Quant à la dernière partie de la pièce, celle où se dénoue l'action, elle montre une indéniable ingéniosité dans le déroulement des faits et une complexité dramatique inhabituelle chez Eschyle, probablement influencé par les innovations de son rival Sophocle, poète déjà fort estimé à l'époque où la pièce fut représentée. Il est un fait que Les Choéphores, tout comme l'ensemble de l'Orestie, ouvrage tardif s'il en est, puisque composé seulement deux ans avant la mort du poète, révèle à la fois les caractères propres au style eschyléen et l'évolution de sa dramaturgie, qui apparaît moins figée que dans les œuvres précédentes.

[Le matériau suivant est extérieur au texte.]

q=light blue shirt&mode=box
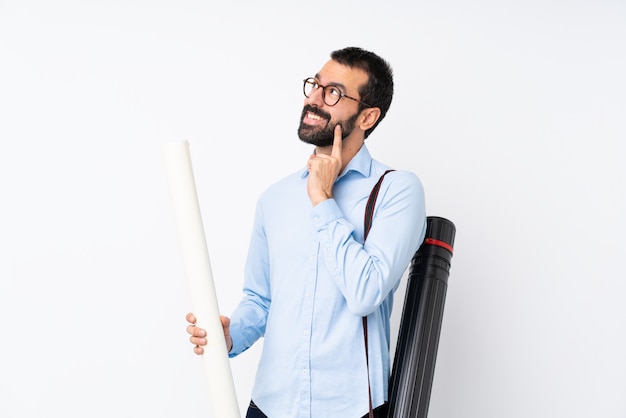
[230,145,426,418]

Malgré son atmosphère si pesante, cette tragédie renferme néanmoins des scènes plus aimables, en particulier entre le chœur et la nourrice Kilissa, qui incarne le bon sens populaire, mais aussi une certaine forme de tendresse maternelle qui fait tant défaut à la froide et implacable Clytemnestre ; la truculence de son langage et sa douce naïveté permettent également de relâcher la pression dramatique avant l'épisode final qui verra le châtiment des deux meurtriers d'Agamemnon.

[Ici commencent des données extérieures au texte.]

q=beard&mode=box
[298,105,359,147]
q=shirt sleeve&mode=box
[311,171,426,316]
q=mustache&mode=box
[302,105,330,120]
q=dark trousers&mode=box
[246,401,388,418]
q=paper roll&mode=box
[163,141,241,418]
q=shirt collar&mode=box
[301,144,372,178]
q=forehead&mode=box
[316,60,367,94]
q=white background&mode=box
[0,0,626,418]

En outre, notons que la vision du cortège des femmes en noir, les figures pathétiques d'Électre et d'Oreste, les manifestations de colère et de douleur, les accents de vengeance, mais aussi l'accompagnement musical, qui, ne l'oublions pas, faisait partie intégrante de la pièce, bref, tout cela excluait, d'emblée, chez le spectateur antique, tout sentiment de monotonie, et rendait imperceptible le statisme de l'action.

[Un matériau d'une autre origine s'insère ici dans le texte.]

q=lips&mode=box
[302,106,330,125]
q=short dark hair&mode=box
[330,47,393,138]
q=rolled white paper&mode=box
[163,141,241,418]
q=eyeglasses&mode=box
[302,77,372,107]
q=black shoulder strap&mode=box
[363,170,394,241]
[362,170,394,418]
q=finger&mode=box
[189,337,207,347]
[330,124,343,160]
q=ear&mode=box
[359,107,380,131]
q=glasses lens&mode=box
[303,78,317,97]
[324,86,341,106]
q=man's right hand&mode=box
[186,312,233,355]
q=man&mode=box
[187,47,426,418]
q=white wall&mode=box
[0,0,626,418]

Attardons-nous maintenant sur le meurtre de Clytemnestre, tel qu'il a été imaginé par Eschyle. Les peintures sur vases de l'époque archaïque montrent généralement Oreste poignardant Égisthe au ventre, pendant que Clytemnestre tente de frapper l'assaillant par derrière, munie d'une hache. Ce type de scène, avec quelques menues variantes, est reproduit si fréquemment qu'on doit la considérer comme la version la plus ancienne de la légende, celle justement décrite par Stésichore et le cycle épique des Atrides, dont s'est inspiré Eschyle. D'après cette légende, Égisthe et Clytemnestre étaient égorgés ensemble, après un combat acharné. Or Eschyle a modifié les circonstances de leur mort. Certes, il conserve l'image de la hache, qui est l'arme de Clytemnestre par excellence, celle qu'elle a utilisé pour tuer son époux, mais le poète fait d'abord mourir Égisthe, de manière très rapide, afin de valoriser la scène fameuse où s'affrontent la mère et le fils, la plus remarquable de la pièce, qui fait écho à la scène du meurtre d'Agamemnon, et où les horreurs du matricide sont dépeintes avec d'impressionnants effets dramatiques, point culminant de l'art eschyléen. Soulignons que cette mort de Clytemnestre apparaît comme légitime aux yeux du poète d'Éleusis, même s'il admet que cet acte, monstrueux par nature, doit forcement être expié d'une manière ou d'une autre, d'où le propos du troisième volet de la trilogie, Les Euménides. En revanche, dans l'Électre de Sophocle, le massacre est complètement justifié et assumé, et Oreste n'a pas à subir le courroux des Érinyes ; bref, le meurtre des deux tyrans se suffit à lui-même, car il s'agit là d'un acte nécessaire et salutaire à la cité.